Senior Scientist, Foundation models for speech

Solo per membri registrati
Roma
EUR 60.000 - 80.000
Descrizione del lavoro

About Translated
Translated is on a mission to allow everyone to understand and be understood, in their own language. We are a technology-powered professional translation provider. We partner with over 200,000 professional translators worldwide, in 200 languages. Our 310,000 clients range from private individuals needing their CV translated to large companies like Uber and Airbnb.

Our progress is largely powered by our ability to leverage scientific progress and realize the best synergy between humans and machines. We invest heavily in R&D, such as LLMs applied to translation, expressive speech synthesis, and privacy-preserving training for translation. We operate as a science-driven startup, ensuring our scientific innovations quickly make it to production and have a measurable impact on our operations.

The ideal candidate should have a strong enthusiasm for contributing to the design and implementation of Large-scale Language Models for speech-related tasks. They should also be capable of coordinating technical, communication, and team activities for our Meetween project.

The project: Meetween

Translated has just been awarded a grant for Meetween, a €7M, 4-year collaborative research project starting in January 2024, which Translated leads. Meetween uses LLMs and multimodal foundation models to enhance human communication.

The project covers research areas such as Deep Learning, Large Language and Multimodal models, Machine Translation, Automatic Speech Recognition and Translation, Summarization, and AI Digital Assistants. It offers the opportunity to collaborate with leading speech processing teams from academia and industry.

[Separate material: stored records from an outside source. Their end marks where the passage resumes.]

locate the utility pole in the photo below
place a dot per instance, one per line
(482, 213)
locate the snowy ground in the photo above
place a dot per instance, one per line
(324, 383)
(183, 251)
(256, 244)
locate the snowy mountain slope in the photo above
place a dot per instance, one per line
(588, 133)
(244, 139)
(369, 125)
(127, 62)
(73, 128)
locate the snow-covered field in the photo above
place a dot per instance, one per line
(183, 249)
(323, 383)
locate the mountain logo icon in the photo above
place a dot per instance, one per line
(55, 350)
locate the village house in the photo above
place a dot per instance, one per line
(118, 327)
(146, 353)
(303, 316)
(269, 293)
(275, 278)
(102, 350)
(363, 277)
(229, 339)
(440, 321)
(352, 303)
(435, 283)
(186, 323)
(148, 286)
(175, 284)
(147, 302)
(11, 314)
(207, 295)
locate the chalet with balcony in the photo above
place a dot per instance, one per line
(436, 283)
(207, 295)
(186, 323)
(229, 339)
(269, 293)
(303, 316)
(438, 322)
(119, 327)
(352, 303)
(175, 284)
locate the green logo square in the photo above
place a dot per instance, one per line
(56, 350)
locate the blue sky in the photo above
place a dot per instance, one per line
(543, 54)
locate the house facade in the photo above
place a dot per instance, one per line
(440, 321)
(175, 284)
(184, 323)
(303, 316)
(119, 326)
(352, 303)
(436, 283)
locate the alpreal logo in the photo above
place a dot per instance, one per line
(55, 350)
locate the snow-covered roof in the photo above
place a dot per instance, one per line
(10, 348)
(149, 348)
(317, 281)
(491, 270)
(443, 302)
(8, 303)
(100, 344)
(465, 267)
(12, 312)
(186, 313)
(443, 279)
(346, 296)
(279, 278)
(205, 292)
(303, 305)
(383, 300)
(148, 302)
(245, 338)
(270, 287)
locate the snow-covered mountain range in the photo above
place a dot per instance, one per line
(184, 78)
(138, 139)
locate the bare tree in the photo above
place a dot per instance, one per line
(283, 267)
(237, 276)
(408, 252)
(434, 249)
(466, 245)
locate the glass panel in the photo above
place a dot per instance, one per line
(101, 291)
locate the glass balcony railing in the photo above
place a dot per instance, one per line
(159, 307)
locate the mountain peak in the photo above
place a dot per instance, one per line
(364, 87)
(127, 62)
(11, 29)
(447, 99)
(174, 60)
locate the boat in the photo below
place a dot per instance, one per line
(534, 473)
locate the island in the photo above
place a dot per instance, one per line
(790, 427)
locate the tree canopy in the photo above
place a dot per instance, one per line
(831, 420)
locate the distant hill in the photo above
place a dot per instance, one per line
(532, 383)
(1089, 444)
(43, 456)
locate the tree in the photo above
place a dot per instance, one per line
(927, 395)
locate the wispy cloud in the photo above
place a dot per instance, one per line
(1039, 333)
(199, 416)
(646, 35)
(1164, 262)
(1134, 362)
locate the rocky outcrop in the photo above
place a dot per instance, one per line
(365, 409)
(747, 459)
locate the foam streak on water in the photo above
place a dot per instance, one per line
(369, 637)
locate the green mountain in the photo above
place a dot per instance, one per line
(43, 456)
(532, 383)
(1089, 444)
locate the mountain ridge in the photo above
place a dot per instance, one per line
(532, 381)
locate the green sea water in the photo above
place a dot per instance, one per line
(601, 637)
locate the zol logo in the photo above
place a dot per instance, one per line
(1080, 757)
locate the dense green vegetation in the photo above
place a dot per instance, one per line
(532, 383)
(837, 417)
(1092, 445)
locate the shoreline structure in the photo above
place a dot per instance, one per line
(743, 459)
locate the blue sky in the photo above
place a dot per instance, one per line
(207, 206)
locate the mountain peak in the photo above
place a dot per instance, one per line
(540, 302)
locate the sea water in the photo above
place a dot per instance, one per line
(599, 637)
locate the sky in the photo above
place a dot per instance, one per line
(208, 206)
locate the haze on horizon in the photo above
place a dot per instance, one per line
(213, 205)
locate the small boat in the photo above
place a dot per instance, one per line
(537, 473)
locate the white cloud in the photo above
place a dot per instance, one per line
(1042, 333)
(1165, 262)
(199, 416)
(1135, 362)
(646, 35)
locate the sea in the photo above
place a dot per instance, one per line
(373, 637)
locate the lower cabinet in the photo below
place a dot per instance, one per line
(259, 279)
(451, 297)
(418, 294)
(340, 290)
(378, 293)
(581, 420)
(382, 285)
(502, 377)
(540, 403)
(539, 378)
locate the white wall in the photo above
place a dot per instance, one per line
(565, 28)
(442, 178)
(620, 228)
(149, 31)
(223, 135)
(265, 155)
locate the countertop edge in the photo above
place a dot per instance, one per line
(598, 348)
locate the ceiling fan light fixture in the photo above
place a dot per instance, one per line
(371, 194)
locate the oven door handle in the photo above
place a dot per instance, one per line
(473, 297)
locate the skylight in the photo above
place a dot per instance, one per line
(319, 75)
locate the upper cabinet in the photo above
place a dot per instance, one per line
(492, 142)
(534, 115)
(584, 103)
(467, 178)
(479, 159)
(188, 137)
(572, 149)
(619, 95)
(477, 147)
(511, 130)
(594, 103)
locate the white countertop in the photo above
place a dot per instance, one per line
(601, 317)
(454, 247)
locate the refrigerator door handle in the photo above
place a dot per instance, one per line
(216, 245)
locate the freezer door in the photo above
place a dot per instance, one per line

With Meetween, we aim to "solve speech": building foundation models to model all three speech modalities (text, audio, video including lip movement, facial expressions, and gestures) in a single architecture. Through transfer learning and conditioning, these models will support downstream tasks like ASR, zero-shot TTS, voice cloning, speech-to-speech translation, lip reading and resync, and audio/video reconstruction/enhancement.

We have secured a substantial computing budget on the Polish HPC infrastructure with hundreds of thousands of A100-hours, in addition to our in-house GPU infrastructure.

All research outcomes—models, datasets, benchmarks—will be open-sourced on HuggingFace.

What You’ll Do

You will join a team of researchers dedicated to Meetween within Translated's AI Research team, working on Large Language Models, Machine Translation, Speech Synthesis, and privacy-preserving Machine Learning. The team collaborates closely with product and engineering teams to develop next-generation technology.

In this role, you will:

  • Work with data, compute, and algorithms
  • Design deep learning multimodal neural architectures
  • Design experiments, implement and run them on large GPU/HPC infrastructure, and evaluate results
  • Monitor and benchmark state-of-the-art models
  • Potentially guide junior team members, including PhD students and interns
  • Coordinate with partners on research roadmap
  • Adapt to rapid scientific developments
  • Organize publications and open-source contributions

Requirements

  • PhD or 4+ years industry research in relevant deep learning fields (language modeling or speech recognition)
  • Excellent programming skills in PyTorch
  • Familiarity with Docker, Unix OS, and GPU experimentation
  • Interest in experimental research
  • Relevant scientific publications, teaching, or research experience
  • Experience in speech and language technology industry
  • Team coordination experience
  • Excellent English skills
  • Strong in multi-GPU training and optimization
  • Polyglot language skills
  • Open-source contributions
  • Publications at tier-1 ML/AI conferences (NeurIPS, ICML, ICASSP, Interspeech, ACL, EMNLP)

Translated is hosted at Pi Campus, a natural environment with villas in Rome, fostering talent growth. Pi Campus is also a venture firm created by Translated to reinvest profits into promising AI startups.

Benefits include gym, swimming pool, kickboxing, water aerobics, fitness, Pilates, table tennis, football table, kitchen and snacks, and incentives for healthy and family-friendly choices.

We celebrate diversity and are committed to an inclusive environment where everyone feels valued and supported to reach their potential.